Al Gore hopes he has reality on his side. But the reality is the relentless slide of the polls. It’s the crashed Chicago Climate Exchange, the kaput green jobs. It’s the long list of countries who are are shaking themselves free of the eco-shackles. The apostles of a bygone cult are reduced to saying that warming causes cooling, death, disease and even prostitution in Ghana. The babbling last players standing are talking about saving the world from aliens. Sadly, those are not the nutters, no, they’re the ones from NASA.
The NASA crew worry that the aliens who have been blind to the last 60 years of I love Lucy beamed out to space, have instead been transfixed by a trace gas composition change from 0.028% to 0.039% on the third rock from the sun in a distant galaxy.
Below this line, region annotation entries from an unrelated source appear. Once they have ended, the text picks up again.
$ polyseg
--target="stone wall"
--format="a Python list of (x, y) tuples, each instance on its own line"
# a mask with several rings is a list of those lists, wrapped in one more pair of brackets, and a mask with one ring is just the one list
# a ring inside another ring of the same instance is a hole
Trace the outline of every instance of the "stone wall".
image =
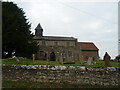
[(89, 57), (93, 57), (94, 60), (99, 59), (98, 51), (89, 51), (89, 50), (85, 51), (85, 50), (82, 50), (81, 53), (82, 53), (82, 56), (83, 56), (84, 60), (88, 60)]
[(75, 46), (75, 41), (38, 40), (40, 46)]
[(36, 59), (51, 61), (51, 53), (54, 53), (55, 56), (53, 61), (80, 61), (81, 56), (80, 47), (78, 46), (40, 46)]
[(3, 66), (3, 80), (55, 82), (117, 86), (120, 68), (79, 66), (13, 65)]

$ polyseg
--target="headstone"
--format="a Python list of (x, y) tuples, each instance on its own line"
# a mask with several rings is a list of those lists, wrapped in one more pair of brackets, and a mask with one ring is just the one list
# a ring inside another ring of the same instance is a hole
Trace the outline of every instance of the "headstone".
[(61, 62), (61, 64), (63, 64), (63, 55), (62, 55), (62, 53), (60, 53), (60, 62)]
[(103, 60), (105, 62), (105, 67), (110, 67), (111, 64), (110, 64), (110, 55), (106, 52), (104, 57), (103, 57)]
[(33, 61), (35, 60), (35, 54), (32, 54), (32, 57), (33, 57)]
[(83, 63), (84, 63), (84, 57), (82, 56), (80, 60), (80, 64), (83, 64)]
[(87, 61), (87, 65), (91, 65), (92, 61), (93, 61), (93, 57), (89, 57)]

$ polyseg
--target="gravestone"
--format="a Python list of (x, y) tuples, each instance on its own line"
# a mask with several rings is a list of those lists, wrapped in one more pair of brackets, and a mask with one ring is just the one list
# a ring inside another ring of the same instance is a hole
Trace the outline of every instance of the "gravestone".
[(87, 65), (91, 65), (93, 61), (93, 57), (89, 57), (87, 61)]
[(105, 67), (110, 67), (111, 64), (110, 64), (110, 55), (106, 52), (104, 57), (103, 57), (103, 60), (104, 60), (104, 64), (105, 64)]
[(84, 64), (84, 57), (81, 57), (80, 64)]

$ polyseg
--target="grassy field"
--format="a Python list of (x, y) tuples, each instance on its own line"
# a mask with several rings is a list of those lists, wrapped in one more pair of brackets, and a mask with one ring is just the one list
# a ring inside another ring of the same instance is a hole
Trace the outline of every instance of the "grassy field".
[[(112, 67), (120, 67), (120, 62), (110, 61)], [(62, 65), (62, 66), (85, 66), (85, 67), (104, 67), (104, 61), (96, 61), (94, 65), (80, 64), (80, 62), (76, 62), (75, 64), (61, 64), (59, 61), (45, 61), (45, 60), (30, 60), (30, 59), (4, 59), (2, 60), (2, 64), (5, 65)]]
[(3, 81), (3, 88), (118, 88), (117, 86), (79, 85), (68, 83), (39, 83), (22, 81)]

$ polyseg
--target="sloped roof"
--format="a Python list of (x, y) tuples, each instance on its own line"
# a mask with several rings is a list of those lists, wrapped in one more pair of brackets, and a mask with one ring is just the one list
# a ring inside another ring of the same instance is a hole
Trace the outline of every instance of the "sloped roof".
[(41, 25), (40, 25), (40, 23), (39, 23), (39, 24), (37, 25), (37, 27), (35, 28), (35, 30), (37, 30), (37, 29), (38, 29), (38, 30), (39, 30), (39, 29), (43, 30), (42, 27), (41, 27)]
[(56, 40), (56, 41), (75, 41), (74, 37), (57, 37), (57, 36), (43, 36), (43, 37), (34, 37), (34, 40)]
[(93, 42), (77, 42), (81, 50), (99, 50)]

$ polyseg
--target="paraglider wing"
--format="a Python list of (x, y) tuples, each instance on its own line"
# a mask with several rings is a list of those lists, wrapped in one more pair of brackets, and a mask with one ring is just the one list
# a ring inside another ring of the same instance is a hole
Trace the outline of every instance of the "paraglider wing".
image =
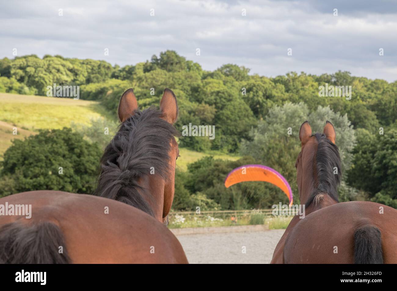
[(236, 168), (227, 175), (225, 186), (228, 188), (237, 183), (249, 181), (271, 183), (282, 190), (288, 198), (289, 205), (292, 204), (292, 191), (285, 178), (274, 169), (262, 165), (247, 165)]

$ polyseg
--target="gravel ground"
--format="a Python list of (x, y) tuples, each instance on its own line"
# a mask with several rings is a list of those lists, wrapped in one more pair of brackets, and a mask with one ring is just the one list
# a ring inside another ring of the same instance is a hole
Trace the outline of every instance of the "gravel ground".
[[(191, 264), (268, 264), (285, 230), (177, 236)], [(242, 247), (246, 253), (243, 253)]]

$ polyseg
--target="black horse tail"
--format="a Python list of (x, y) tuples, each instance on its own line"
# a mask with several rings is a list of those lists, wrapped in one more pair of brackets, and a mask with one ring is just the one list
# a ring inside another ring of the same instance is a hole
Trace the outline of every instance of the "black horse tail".
[(354, 263), (383, 264), (380, 230), (365, 225), (354, 233)]
[(63, 234), (54, 223), (28, 225), (15, 222), (0, 228), (0, 263), (70, 262)]

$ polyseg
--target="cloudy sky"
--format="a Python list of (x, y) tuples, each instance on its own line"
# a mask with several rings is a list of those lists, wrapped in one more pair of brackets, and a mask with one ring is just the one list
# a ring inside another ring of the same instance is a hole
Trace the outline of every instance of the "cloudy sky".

I’m scared now, not of the aliens, but of our collapsing collective IQ. This is modern public debate (and from the team that got the man on the moon.)
Gore’s seedy scare will be viewed in history books as we marvel at Fowlers Arsenic Cure now.
Gore is the modern witchdoctor incarnate, armed with special effects, no scruples and buckets of money. He knows he’s losing the war with the thinkers, he’s given up even trying to win the educated. Now it’s straight from the Saul Alinsky playbook of personal smear.
Fossil Fuel interests have money, influence, control…
“Deniers will be revealed”
So lets send it back to him ten-fold and more. Reality!
Tell him fossil fuel interests only dream of the kind of power that the real vested interests in this policy have.
Major financial houses have more money, more influence and more control. When the GFC hit the fan, who got bailed out? Who got the blank cheques for trillions with a T?
It wasn’t BP.
Last year $144 billion turned over in carbon markets worldwide, and $243 billion was invested in renewable energy. And the market doesn’t include mandatory action in … most of the world. The dollar signs are a calling, but it’s not from coal or oil — they know they’re in no danger of being replaced by whale-killing windmills, and symbolic solar panels. The bald truth is that nuclear could be a threat, but no one’s rushing to replace the Prius with hybrid fission hatchback. (For renewables though, the carbon scare is life and death for an industry that can’t come close to competing without bubbly subsidies.What renewables lack in financial clout, they make up for in motivation.)
But at the end of the day, the bankers* win, rain, hail or shine, no matter who buys, who sells or what the price is, as long as there is a carbon-credit fiat currency, they stand to make a fortune, and you can hardly blame them for holding their hands out and saying Yes Please.
Deniers will be revealed! We can’t wait!
The deniers are the ones who ignore millions of weather-balloons and thousands of ARGO buoys; who insist that yellow is really red; who tell us there will be endless droughts, then when people drown in floods, they say “we told you it would rain”. Spot the denier indeed.
The most hilarious video of the Gore-rama event is the “Making Of” compilation (if you can bear to watch it). It’s positively oozing self-anointed importance: They think their ten seconds of toilet-humour and baseless smear was worthy of being analyzed or recorded for posterity?
*No I don’t hold anything against the hundreds of thousands of honest bank workers, shareholders, and decent managers.